Généthon, a non-profit biotherapy R&D organization based near Paris, with a mission to design gene therapy products for rare diseases, ensuring their pre-clinical and clinical development and production in order to provide patients with access to these innovative treatments. Généthon, as an integrated R&D center, ensures translational development from research to clinical validation, including bio-manufacturing.
By the mid 2000’s Généthon and Polyplus were working closely together. This was expanded further when Généthon’s search for suitable compliant products to support large scale transient transfection system using suspension cells for the production of viral vectors for its DMD and WAS clinical programs matched Polyplus’ increasing investment in the production of highly characterized and qualified PEI based transfection reagents for use in both pre-clinical and human clinical studies.

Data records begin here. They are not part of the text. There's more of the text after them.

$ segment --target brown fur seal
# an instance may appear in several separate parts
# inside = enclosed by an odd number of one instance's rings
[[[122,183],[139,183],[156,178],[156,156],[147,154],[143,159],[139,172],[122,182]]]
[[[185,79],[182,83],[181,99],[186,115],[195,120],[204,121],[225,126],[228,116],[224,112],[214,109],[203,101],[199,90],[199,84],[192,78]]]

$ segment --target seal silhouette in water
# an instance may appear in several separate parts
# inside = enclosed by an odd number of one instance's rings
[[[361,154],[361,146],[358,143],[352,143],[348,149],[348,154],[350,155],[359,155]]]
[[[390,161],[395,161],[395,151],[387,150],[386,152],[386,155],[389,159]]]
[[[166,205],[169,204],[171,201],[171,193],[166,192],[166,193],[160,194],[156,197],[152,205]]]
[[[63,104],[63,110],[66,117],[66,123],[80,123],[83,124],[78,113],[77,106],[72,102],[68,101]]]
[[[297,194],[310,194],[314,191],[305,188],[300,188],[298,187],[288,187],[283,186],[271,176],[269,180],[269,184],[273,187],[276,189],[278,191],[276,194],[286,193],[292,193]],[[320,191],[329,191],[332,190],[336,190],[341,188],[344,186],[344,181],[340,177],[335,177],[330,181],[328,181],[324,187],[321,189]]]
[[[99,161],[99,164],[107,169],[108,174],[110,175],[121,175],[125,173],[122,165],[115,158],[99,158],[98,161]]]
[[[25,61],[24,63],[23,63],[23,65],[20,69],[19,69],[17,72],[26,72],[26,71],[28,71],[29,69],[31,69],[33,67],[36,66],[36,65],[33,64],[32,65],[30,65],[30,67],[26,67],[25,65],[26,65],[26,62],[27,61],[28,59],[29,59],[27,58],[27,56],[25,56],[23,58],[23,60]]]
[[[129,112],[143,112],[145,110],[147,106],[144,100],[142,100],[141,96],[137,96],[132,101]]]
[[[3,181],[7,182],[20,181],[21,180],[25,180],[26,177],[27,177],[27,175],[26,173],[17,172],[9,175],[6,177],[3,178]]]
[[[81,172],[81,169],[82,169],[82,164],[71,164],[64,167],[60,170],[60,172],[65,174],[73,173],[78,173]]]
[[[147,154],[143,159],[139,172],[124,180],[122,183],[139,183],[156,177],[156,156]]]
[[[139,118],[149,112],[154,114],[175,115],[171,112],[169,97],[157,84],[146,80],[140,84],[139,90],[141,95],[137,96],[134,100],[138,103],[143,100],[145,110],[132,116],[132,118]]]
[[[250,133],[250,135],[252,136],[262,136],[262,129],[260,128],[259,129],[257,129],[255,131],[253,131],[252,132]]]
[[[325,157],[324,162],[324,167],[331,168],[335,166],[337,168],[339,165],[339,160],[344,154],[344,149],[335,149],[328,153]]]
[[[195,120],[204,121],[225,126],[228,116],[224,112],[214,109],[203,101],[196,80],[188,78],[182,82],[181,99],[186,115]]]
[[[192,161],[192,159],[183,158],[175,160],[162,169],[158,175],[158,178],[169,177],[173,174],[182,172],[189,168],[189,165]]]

Frederic Revah (CEO, Généthon) and Mark Bloomfield (CEO, Polyplus-transfection) recognized there was need for a closer collaboration to secure the development and testing of a PEI-mediated, transient transfection system that could deliver the reproducibility, operator independence and high viral titers needed for Généthon’s DMD clinical program. The outcome of the joint evaluation and development program was the definition and production by Polyplus of a PEI based transfection reagent formulated from a custom synthesized and fully chemically characterized PEI polymer. After formulation in sterile water, the reagent was then extensively qualified using a series of microbiological tests and other tests from the pharmacopeia.
In the hands of the expert teams at Généthon and in Généthon’s proprietary viral production systems, this “highly qualified” reagent, reproducibly delivered high viral titers, independent of the operator and with significantly lower production costs than other transfection technologies.